Изменить стиль страницы

Коськина мать вздрогнула, словно от икоты, но на глазах у нее появились слезы, и я понял, что это не икота.

Теперь Коська жил один, получал двойную порцию хлеба, крупы… Каждую декаду, выкупив паек, носил матери масло и сахар, что полагалось по ее карточке. Заставлял съедать.

Однажды он пришел, как всегда, в начале декады. Ему сказали в приемном покое:

— Умерла… Возьмите справку.

— Где она?

— На Серафимовском, в братской…

Когда мы с мамой наведались к Коське, соседка только руками развела:

— Собрал чемодан и ушел… Куда, не знаю…

Мы еще раза два к нему заходили, но он больше дома не появлялся. Что с ним случилось дальше, я узнал лишь теперь.

Коська определился в детский дом и жил в нем несколько месяцев. Ребятишки там питались впроголодь, но все-таки Коська был не один. К весне стали промышлять воробьев. Из рогаток били.

Так велико было желание есть, что с какой-то обостренной точностью стреляли и попадали. Маленькие взъерошенные комочки тут же ощипывали, жарили на костре…

Весной детдом эвакуировали через Ладогу. Плыли по чистой воде — лишь кое-где тянулись серые льдины.

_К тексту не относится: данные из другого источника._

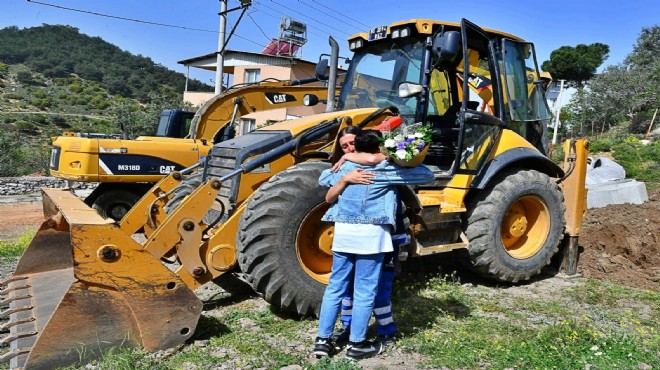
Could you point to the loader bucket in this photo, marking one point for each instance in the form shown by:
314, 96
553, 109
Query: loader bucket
83, 286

Навстречу попался буксир с баржами, груженными мешками. Вдруг из-за облаков вынырнули немецкие самолеты. Они устремились к баржам. Буксир отцепил трос и рванулся в сторону. Безлюдные баржи величаво покачивались на волнах. Первая бомба угодила в середину каравана. В небо взметнулся белый столб — в мешках везли муку осажденному городу. Еще один заход — и снова взлетела мука в воздух, оседая на всей водной шири.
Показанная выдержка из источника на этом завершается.